Maria is a sleeping village on the slope of one of the misty mountains of the Chachapoyas region. It is located on the eastern side of the Andes, where the Amazonian forest begins. Already, luxuriant vegetation, very different from that of the high plateaus, begins to cover the mountains.

This region of the Northeast of Peru opposed a fierce resistance to the advances of the Inca empire, in the 15th century. Its inhabitants, the Chachapoyas, resisted fiercely against the imperial armies from the top of fortified citadels in the mountains. It is the case of Kuélap, an impressive city of stone which is in the process of becoming a Peruvian high touristic place.


In the past, Maria was an obligatory stop for any tourist wishing to know Kuelap. As a testimony of it, the restaurants and deserted hotels which sadly await the arrival of visitors, on both sides of the main street of the village. While waiting for a return of the prosperous years, most of the villagers devote themselves to agriculture, or to the few infrastructure works in the surroundings.
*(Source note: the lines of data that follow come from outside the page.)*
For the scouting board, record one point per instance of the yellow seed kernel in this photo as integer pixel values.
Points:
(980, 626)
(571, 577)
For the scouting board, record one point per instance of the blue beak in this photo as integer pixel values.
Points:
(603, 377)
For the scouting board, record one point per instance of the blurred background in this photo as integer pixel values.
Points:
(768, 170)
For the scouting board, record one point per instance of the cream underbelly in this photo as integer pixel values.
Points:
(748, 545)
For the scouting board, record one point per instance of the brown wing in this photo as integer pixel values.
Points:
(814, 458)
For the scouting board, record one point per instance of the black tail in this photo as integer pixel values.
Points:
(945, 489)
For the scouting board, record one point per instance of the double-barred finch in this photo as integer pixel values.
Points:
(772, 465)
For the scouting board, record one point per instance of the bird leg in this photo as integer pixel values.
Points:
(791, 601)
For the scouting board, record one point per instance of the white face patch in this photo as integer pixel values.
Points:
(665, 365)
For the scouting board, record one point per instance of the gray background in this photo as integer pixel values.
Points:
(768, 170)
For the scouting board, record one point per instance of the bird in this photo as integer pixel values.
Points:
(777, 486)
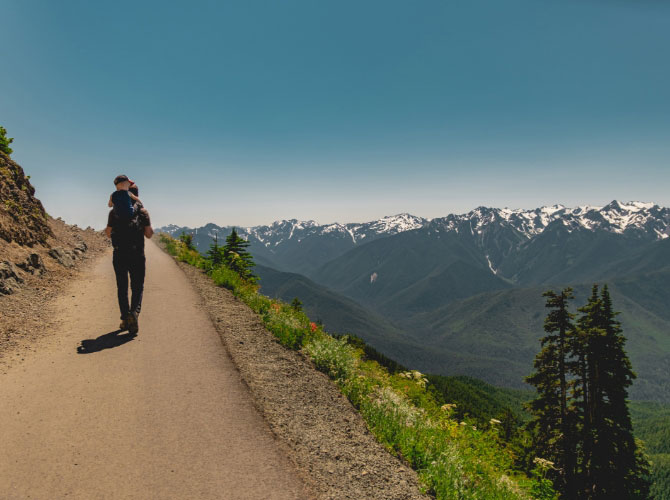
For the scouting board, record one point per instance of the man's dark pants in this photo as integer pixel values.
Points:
(129, 262)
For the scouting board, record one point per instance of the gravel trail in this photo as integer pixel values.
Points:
(98, 414)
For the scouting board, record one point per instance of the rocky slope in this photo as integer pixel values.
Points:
(39, 255)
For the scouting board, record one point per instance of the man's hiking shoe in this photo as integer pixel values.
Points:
(133, 326)
(124, 324)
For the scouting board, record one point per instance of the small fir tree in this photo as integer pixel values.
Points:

Preserving and Promoting the communitarian work traditions of the Andean peoples

It is in a beautiful house at the entrance of the village that the group of craftswomen of Maria meets every week to complete together their textile orders, thus resuming the ancestral custom of the Minka (pronounced "Minga" in the Quechua dialect of the region), moment of community work. Everything in the association of these artisans reflects a true commitment to preserve the culture of their region: traditional costumes, wool from sheep raised in the region, and weaving techniques passed down from mother to daughter.

This does not mean, however, that they live in rigid conservatism. As is surprisingly common in Peru, the artisans established an alliance with archaeologists from the Kuélap site, who introduced them to the artisanal designs created by the Chachapoyas "ancestors", as well as to new natural dyes, which are brighter and more attractive than traditional textile production. The store of their association, built like a hut of the Kuelap fortress, testifies to this alliance with the archaeologists and the Ministry of Culture.


The limitation of the promotion of cultural heritage in Peru

However, this harmonious relationship with Kuelap has deteriorated with the construction of a tourist cable car, connecting the site to the village of Nuevo Tingo. Suddenly, the bus route through Maria became redundant. And even if the craftswomen were given a stand at the entrance of the museum, they have to make a long journey through precarious roads to get there...

But never mind. Already, the craftswomen of Maria organize themselves to sell their products in other villages, in search of their customers. Because their association still attracts a new generation of craftswomen, they are determined to continue sharing their know-how with the world.